Também vemos frequentemente o viés de confirmação, em que as pessoas focam sua análise em provar a sensatez daquilo que já querem fazer, em vez de procurar uma realidade baseada em fatos. É útil simplesmente fazer a IA executar uma análise padrão que não vise a satisfazer o chefe, e a equipe pode então tentar entender por que isso é diferente da hipótese da administração, gerando um debate muito mais rico.
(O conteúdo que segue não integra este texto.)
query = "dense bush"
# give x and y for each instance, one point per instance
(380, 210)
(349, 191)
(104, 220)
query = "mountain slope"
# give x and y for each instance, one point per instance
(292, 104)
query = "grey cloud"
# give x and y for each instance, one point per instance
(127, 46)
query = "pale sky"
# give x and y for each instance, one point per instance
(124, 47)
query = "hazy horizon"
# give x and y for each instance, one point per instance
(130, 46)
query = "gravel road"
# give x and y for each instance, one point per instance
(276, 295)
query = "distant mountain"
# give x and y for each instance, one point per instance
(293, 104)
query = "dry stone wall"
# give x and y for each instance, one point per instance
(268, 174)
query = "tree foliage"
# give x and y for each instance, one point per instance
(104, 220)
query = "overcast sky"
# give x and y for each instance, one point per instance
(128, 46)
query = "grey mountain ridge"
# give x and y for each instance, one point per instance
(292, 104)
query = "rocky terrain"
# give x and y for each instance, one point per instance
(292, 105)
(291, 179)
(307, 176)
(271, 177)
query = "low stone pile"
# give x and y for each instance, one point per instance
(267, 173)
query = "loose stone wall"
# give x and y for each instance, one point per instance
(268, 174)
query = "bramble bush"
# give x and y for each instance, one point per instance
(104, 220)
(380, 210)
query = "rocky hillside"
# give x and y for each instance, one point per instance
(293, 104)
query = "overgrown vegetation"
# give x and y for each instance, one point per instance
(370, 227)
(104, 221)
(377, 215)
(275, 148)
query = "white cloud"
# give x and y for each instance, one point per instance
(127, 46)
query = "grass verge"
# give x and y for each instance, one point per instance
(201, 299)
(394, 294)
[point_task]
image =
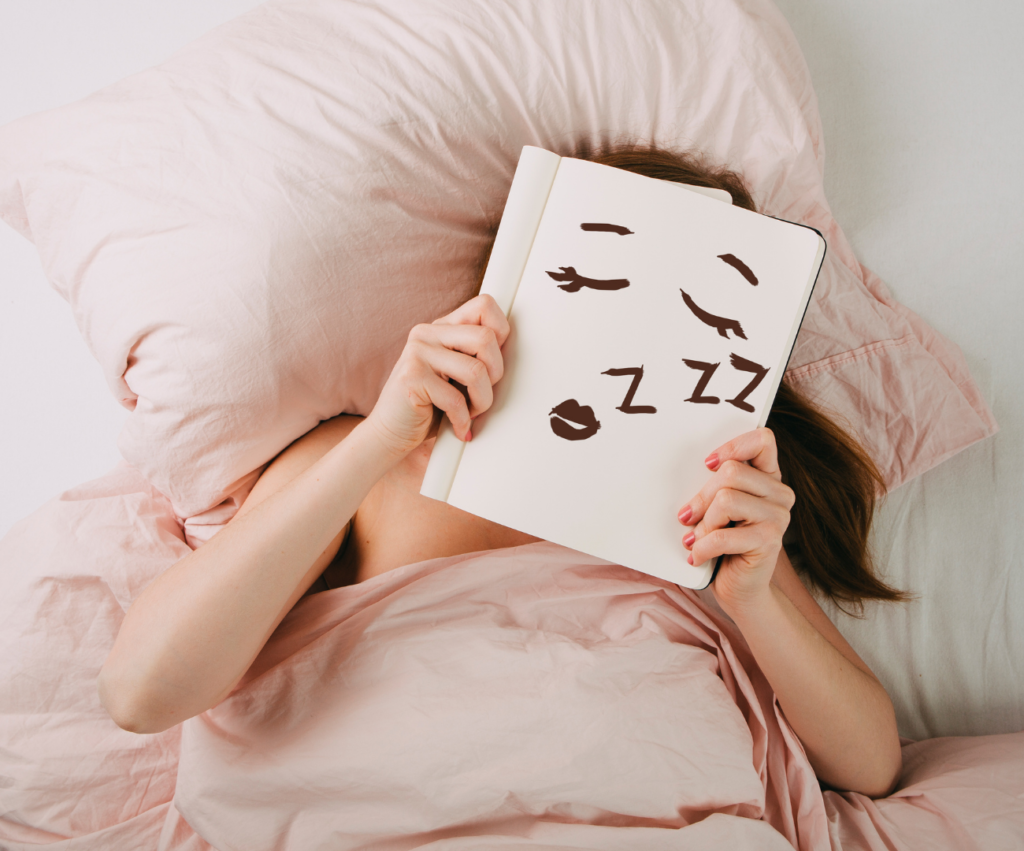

Em termos de dinâmica social, problemas de agência podem causar conflitos de interesse. Todo líder de unidade de negócios acha que sua unidade deve receber o máximo de recursos e que vai entregar o máximo de valor, ou pelo menos acha que deve defender seus negócios. A IA oferece uma maneira de gerir esses debates que é neutra e baseada em dados sistemáticos. Também é útil para os executivos com autoridade de decisão, já que todos sabemos que as pressões de curto prazo e a necessidade de atingir os números trimestrais e anuais levam as pessoas a tomar, em 31 de dezembro, decisões diferentes das que tomam em 1º de janeiro ou 1º de outubro. Como na história de Ulisses e as sereias, você pode usar a IA para lembrá-lo de que queria algo diferente três meses antes. O CEO ainda decide; a IA pode apenas dar esse empurrão extra.

Joanna Pachner: É como se você tivesse ao seu lado o Spock, que é imparcial e puramente analítico.

Yuval Atsmon: Essa não é uma má analogia – pelo menos para os fãs de Star Trek.

Joanna Pachner: Você tem uma aplicação favorita da IA na estratégia?

Yuval Atsmon: Eu trabalhei muito com alocação de recursos, e um dos desafios, que chamamos de fenômeno do taco de hóquei, é que os executivos estão sempre excessivamente otimistas sobre o que acontecerá. Eles sabem que a alocação de recursos será inevitavelmente definida por sua crença a respeito do futuro, e não necessariamente pelo desempenho passado. A IA pode fazer uma previsão objetiva do desempenho a partir de um caso de impulso normal: com base em tudo o que aconteceu no passado e em alguns indicadores sobre o futuro, qual é a previsão de desempenho se não fizermos nada? Isso é antes de dizermos: “Mas vou contratar essas pessoas, desenvolver esse novo produto e melhorar meu marketing” – coisas que todo executivo acha que o ajudarão a entregar mais do que no passado. O caso de impulso neutro, que a IA é capaz de calcular com frieza, como o Spock, pode mudar a dinâmica da discussão sobre a alocação de recursos. É uma forma de inteligência preditiva acessível hoje e, embora não deva ser definitiva, proporciona uma base para decisões melhores.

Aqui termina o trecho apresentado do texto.